A Genentech spokesman said the company had no involvement in the CMS decisions.

"There are some practices with a large retina component that [were] looking at losses in the tens of thousands of dollars, and it became a financial hardship," he said.

Dr. Parke praised the involvement of Sen. Herb Kohl (D-WI), chairman of the Special Committee on Aging, who asked CMS in a letter to explain its reasons for the change and any role that Genentech might have had in it.

"I absolutely believe that Sen. Kohl's impact was crucial," Dr. Parke said. "He and his staff, particularly Jack Mitchell, were instrumental in focusing CMS' attention to the unintended consequences [of the decision]."

Mitchell is chief of oversight and investigations, Special Committee on Aging, U.S. Senate.

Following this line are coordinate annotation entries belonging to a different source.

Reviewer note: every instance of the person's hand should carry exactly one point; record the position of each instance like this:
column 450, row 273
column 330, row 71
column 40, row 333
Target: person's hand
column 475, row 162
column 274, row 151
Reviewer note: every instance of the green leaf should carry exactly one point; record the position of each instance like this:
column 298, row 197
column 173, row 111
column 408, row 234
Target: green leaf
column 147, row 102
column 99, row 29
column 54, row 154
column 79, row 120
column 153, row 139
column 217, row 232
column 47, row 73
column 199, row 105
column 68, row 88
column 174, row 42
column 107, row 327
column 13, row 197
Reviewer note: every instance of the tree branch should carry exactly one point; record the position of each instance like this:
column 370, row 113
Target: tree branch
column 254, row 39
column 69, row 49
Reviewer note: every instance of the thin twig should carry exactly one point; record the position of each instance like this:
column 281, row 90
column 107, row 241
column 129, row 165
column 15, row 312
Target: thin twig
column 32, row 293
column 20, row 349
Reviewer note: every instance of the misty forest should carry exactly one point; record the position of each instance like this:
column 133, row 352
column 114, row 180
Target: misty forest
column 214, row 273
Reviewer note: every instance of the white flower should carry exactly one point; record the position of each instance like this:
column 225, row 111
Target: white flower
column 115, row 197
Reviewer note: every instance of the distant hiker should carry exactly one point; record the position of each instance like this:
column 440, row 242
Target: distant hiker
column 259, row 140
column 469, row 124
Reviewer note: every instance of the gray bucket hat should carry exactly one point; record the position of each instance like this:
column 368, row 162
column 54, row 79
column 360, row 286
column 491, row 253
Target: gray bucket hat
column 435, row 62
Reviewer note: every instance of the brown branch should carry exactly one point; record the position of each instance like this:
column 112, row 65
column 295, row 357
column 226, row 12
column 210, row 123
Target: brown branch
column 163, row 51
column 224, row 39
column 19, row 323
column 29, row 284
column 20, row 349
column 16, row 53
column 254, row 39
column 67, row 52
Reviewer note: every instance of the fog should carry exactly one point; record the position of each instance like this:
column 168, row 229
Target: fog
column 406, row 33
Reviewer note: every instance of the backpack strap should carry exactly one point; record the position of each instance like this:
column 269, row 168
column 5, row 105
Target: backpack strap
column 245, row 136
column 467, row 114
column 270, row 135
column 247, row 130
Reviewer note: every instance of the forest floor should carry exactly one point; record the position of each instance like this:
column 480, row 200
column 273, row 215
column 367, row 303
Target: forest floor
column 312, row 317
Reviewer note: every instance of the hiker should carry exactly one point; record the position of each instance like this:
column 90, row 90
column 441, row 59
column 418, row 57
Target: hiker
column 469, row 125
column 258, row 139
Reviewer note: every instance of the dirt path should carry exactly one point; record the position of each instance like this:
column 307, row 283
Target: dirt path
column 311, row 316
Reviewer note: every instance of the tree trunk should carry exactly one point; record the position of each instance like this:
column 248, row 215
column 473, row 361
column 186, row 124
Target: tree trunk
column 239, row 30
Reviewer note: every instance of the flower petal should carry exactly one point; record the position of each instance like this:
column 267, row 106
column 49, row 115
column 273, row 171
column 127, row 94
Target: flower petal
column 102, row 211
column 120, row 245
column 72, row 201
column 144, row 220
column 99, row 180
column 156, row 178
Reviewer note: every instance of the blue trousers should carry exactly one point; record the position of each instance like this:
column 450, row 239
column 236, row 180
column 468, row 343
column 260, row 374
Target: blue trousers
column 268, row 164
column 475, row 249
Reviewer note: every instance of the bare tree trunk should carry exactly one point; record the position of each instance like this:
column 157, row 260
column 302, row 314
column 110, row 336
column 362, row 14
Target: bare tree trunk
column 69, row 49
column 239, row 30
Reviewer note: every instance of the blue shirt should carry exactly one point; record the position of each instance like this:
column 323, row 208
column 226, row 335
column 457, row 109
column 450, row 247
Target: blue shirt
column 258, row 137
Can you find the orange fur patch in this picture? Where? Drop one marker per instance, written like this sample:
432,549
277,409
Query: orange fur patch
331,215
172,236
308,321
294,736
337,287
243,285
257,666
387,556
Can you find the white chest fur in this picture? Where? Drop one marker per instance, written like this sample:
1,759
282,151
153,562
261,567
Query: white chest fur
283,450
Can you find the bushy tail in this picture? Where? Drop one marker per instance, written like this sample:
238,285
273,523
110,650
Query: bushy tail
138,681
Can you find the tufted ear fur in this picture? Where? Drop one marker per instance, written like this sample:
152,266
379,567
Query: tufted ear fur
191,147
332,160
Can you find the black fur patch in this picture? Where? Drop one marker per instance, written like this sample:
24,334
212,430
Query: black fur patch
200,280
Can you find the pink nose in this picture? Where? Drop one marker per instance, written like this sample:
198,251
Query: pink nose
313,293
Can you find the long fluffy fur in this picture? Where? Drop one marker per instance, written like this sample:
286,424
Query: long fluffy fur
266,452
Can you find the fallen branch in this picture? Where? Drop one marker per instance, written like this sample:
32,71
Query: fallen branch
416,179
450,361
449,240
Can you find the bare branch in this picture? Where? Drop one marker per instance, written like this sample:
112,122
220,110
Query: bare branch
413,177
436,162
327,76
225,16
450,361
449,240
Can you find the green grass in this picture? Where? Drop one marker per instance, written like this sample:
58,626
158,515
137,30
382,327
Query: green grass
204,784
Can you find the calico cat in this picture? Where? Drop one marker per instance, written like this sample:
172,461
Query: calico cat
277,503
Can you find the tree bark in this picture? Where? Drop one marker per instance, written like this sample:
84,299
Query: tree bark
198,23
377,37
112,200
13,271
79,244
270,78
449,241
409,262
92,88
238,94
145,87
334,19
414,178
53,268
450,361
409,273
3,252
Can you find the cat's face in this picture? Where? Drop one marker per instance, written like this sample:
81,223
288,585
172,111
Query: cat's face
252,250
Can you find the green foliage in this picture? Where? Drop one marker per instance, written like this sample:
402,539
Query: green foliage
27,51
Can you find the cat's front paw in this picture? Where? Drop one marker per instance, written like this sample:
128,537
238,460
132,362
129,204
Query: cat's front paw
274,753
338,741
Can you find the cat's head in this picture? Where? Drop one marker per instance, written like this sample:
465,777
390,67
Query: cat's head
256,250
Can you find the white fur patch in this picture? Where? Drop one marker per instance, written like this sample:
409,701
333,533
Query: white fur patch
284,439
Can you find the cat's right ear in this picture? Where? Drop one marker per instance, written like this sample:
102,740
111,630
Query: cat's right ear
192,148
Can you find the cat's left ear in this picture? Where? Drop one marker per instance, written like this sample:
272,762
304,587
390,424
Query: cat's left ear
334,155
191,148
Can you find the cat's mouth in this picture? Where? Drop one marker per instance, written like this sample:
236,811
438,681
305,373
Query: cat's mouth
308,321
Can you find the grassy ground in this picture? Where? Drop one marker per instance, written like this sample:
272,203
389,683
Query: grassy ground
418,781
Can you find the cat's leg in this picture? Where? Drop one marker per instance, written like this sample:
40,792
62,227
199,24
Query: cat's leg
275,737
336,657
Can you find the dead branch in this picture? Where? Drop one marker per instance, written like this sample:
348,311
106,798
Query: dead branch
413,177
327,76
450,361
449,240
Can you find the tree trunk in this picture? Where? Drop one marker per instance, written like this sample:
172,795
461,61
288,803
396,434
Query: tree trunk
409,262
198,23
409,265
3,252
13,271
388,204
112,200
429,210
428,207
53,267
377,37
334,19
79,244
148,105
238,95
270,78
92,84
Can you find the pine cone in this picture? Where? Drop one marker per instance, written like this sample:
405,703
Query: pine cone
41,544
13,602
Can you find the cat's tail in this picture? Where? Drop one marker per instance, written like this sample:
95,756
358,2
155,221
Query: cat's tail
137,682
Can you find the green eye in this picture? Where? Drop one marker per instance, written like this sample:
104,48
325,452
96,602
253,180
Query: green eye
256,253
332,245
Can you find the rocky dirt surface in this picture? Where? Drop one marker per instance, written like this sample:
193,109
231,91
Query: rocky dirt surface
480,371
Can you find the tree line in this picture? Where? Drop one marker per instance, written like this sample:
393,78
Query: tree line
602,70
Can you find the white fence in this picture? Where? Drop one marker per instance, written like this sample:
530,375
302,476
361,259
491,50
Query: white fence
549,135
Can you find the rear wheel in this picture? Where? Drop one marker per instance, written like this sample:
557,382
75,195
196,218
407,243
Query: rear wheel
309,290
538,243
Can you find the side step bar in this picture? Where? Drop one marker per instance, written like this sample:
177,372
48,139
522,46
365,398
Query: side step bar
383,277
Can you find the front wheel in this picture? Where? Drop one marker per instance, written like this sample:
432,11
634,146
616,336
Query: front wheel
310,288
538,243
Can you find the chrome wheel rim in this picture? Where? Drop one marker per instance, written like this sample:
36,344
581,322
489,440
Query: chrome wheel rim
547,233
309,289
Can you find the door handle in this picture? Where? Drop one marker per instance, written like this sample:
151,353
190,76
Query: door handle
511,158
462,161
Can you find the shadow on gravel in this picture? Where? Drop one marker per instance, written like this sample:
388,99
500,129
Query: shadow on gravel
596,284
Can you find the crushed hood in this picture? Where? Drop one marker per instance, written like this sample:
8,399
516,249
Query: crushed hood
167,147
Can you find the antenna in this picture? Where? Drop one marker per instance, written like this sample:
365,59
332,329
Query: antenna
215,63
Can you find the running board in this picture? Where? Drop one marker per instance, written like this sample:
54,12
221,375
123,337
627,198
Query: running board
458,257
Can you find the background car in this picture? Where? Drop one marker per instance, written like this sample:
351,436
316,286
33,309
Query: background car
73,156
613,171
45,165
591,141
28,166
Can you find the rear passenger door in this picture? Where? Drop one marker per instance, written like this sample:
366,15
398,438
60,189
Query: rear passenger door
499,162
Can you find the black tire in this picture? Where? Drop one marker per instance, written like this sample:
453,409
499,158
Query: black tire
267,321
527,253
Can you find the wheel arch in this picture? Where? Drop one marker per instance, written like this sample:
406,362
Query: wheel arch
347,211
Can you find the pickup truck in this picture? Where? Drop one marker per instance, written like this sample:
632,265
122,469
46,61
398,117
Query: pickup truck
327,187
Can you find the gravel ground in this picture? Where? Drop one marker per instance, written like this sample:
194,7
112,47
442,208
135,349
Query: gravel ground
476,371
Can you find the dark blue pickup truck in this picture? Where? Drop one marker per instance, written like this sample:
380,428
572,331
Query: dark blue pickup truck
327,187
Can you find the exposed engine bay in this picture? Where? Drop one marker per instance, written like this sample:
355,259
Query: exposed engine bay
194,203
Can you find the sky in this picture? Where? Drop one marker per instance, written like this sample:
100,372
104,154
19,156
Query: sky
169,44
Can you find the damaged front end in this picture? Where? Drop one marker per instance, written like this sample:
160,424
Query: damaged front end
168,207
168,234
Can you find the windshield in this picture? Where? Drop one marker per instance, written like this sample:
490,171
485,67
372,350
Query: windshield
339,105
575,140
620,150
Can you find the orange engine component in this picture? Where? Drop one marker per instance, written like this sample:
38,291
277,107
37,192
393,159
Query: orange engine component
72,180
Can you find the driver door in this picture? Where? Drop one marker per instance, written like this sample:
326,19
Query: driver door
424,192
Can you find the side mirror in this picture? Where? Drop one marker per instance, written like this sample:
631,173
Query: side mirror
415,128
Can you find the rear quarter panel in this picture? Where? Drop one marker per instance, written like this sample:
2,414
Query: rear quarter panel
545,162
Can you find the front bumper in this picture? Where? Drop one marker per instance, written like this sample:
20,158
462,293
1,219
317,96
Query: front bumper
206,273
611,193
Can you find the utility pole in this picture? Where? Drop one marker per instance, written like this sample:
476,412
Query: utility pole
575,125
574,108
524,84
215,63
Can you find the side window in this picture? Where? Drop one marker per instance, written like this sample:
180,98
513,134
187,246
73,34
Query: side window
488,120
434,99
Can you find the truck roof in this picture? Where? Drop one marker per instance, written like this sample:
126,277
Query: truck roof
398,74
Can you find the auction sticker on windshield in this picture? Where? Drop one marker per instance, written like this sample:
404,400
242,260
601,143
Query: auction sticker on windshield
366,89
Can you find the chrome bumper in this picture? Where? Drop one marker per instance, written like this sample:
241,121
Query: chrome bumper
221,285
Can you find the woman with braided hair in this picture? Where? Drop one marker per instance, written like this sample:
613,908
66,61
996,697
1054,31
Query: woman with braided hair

The work is not done, however. CMS' revised decision states that the new policy takes effect Jan. 1, meaning ECPs would be paid at the lower level for 3 months.

"What we're trying to do is get CMS to make this retroactive, if we can, to Oct. 1 or at least to the current date, because we don't feel that it's really appropriate for ophthalmologists to have accepted this much lower rate of reimbursement for their services for a period of a fourth of calendar year 2009, when CMS recognizes that [its] original decision was based on some flawed assumptions," Dr. Parke said.

"This [decision] was something that was clearly bad for patients, bad for CMS, and bad for physicians," he said.